Sharon Hayes
focus: Sharon Hayes
10 November 2011 – 11 March 2012, Art Institute Chicago
Over the past 15 years, American artist Sharon Hayes has been probing how speech—both public and private—intersects with politics, history, personal identity, desire, and love through her performances and multimedia installations. Drawing on a range of artistic and academic practices, her approach is arguably most clearly defined by the New York theater scene that greeted her as an undergraduate student in the early 1990s—staunchly political, feminist, queer-identified, and besieged by the AIDS crisis. It is through this specific temporal and geographic lens that Hayes developed her artistic voice, one with which she has tackled a diversity of issues and topics including the 1968 Democratic Convention, Patty Hearst and the Symbionese Liberation Army, and the wars in Afghanistan and Iraq.

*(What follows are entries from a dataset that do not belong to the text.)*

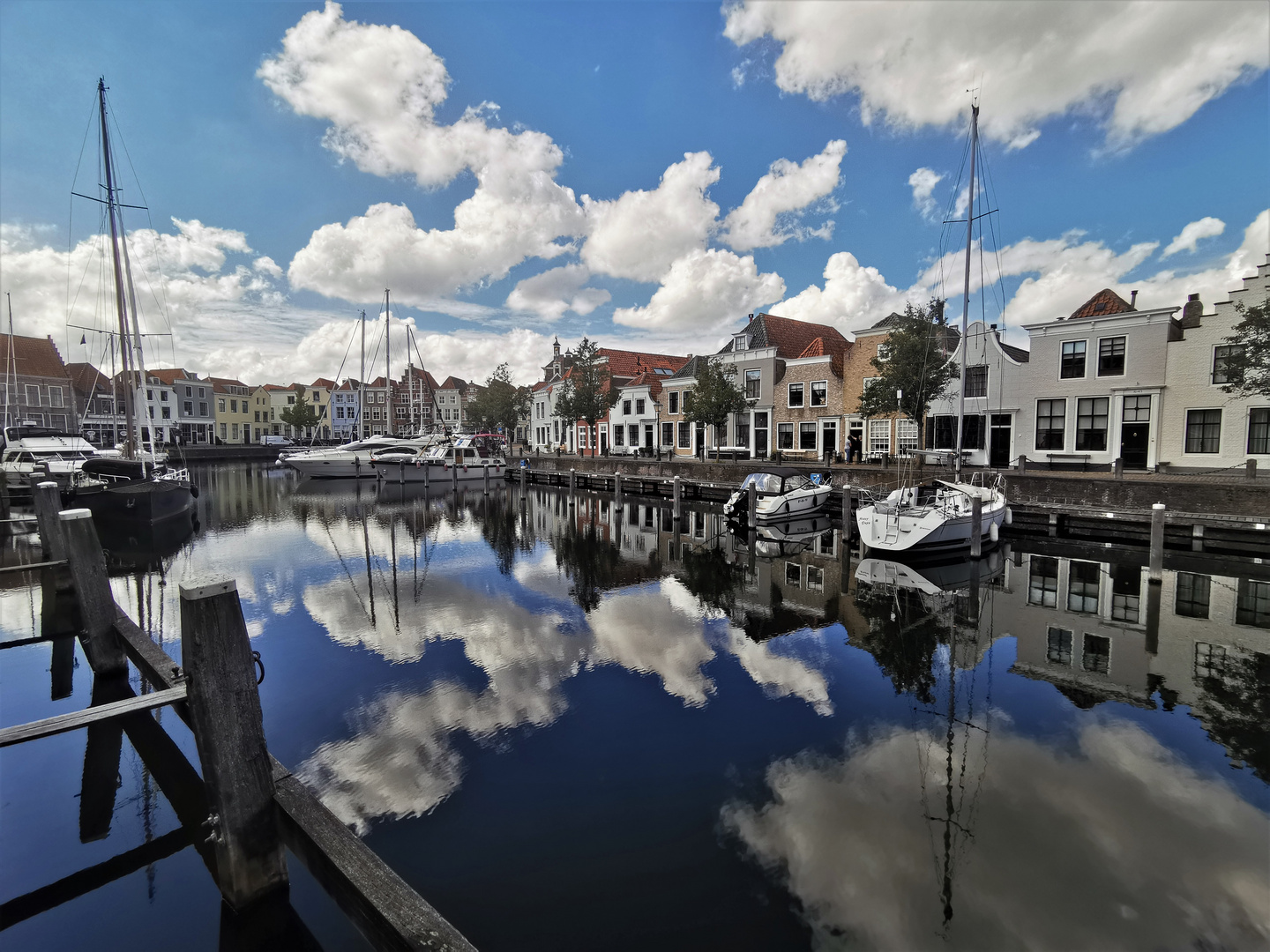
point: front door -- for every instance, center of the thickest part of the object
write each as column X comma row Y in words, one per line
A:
column 998, row 444
column 1136, row 432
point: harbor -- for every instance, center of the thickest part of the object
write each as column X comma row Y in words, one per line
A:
column 666, row 714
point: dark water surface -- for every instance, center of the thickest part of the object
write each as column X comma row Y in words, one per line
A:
column 585, row 729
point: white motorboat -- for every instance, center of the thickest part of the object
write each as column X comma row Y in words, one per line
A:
column 784, row 493
column 465, row 460
column 931, row 518
column 349, row 461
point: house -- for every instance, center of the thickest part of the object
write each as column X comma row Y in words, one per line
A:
column 1201, row 426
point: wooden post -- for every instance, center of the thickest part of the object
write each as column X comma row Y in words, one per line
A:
column 1157, row 542
column 225, row 718
column 101, row 645
column 49, row 502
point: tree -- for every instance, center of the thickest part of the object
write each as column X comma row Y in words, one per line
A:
column 299, row 415
column 586, row 392
column 715, row 398
column 1247, row 363
column 499, row 404
column 915, row 362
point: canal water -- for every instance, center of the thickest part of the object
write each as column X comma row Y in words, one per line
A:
column 577, row 725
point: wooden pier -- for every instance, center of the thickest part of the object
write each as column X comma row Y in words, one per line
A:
column 247, row 809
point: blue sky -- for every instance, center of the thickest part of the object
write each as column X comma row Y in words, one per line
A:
column 625, row 184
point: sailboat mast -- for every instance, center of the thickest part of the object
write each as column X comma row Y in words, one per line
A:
column 966, row 297
column 130, row 421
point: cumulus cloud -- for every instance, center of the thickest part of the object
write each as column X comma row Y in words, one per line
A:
column 640, row 234
column 380, row 86
column 1110, row 818
column 1191, row 236
column 1142, row 69
column 767, row 216
column 553, row 292
column 705, row 291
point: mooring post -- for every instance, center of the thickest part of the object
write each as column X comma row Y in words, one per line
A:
column 101, row 645
column 225, row 718
column 49, row 502
column 1157, row 542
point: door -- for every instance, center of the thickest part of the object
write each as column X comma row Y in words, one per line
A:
column 998, row 443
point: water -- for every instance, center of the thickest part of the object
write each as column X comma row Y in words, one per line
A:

This presentation, the first solo museum exhibition of the artist’s work in the United States and the 27th installment of the Art Institute’s focus series, includes several recent media and object-based installations as well as a live performance. In the Near Future (2005–2009), part of an ongoing project examining the political construction of speech in public space through the figure of the protester and the protest sign, consists of over 350 slide images that document a series of performances that Hayes conducted between 2005 and 2008. Parole (2010), which debuted in the 2010 Whitney Biennial, is a four-channel video installation that continues Hayes’s investigation of the public and private voice through a central character who records sound but never speaks. The exhibition also features An Ear to the Sounds of Our History (2011), a new series of works that draws upon the artist’s vast archive of spoken word vinyl records including speeches by John F. Kennedy, Martin Luther King Jr., Malcolm X, Eldridge Cleaver, Angela Davis, Jackie Kennedy, and Eleanor Roosevelt. Grouping the album covers into “sentences” of varying lengths, Hayes looks at the systems of distribution that have determined whose voices predominate and whose have been all but forgotten to history. A related live performance, Spoken Word DJ, in which Hayes mixes and samples the original records, will open the exhibition on November 10.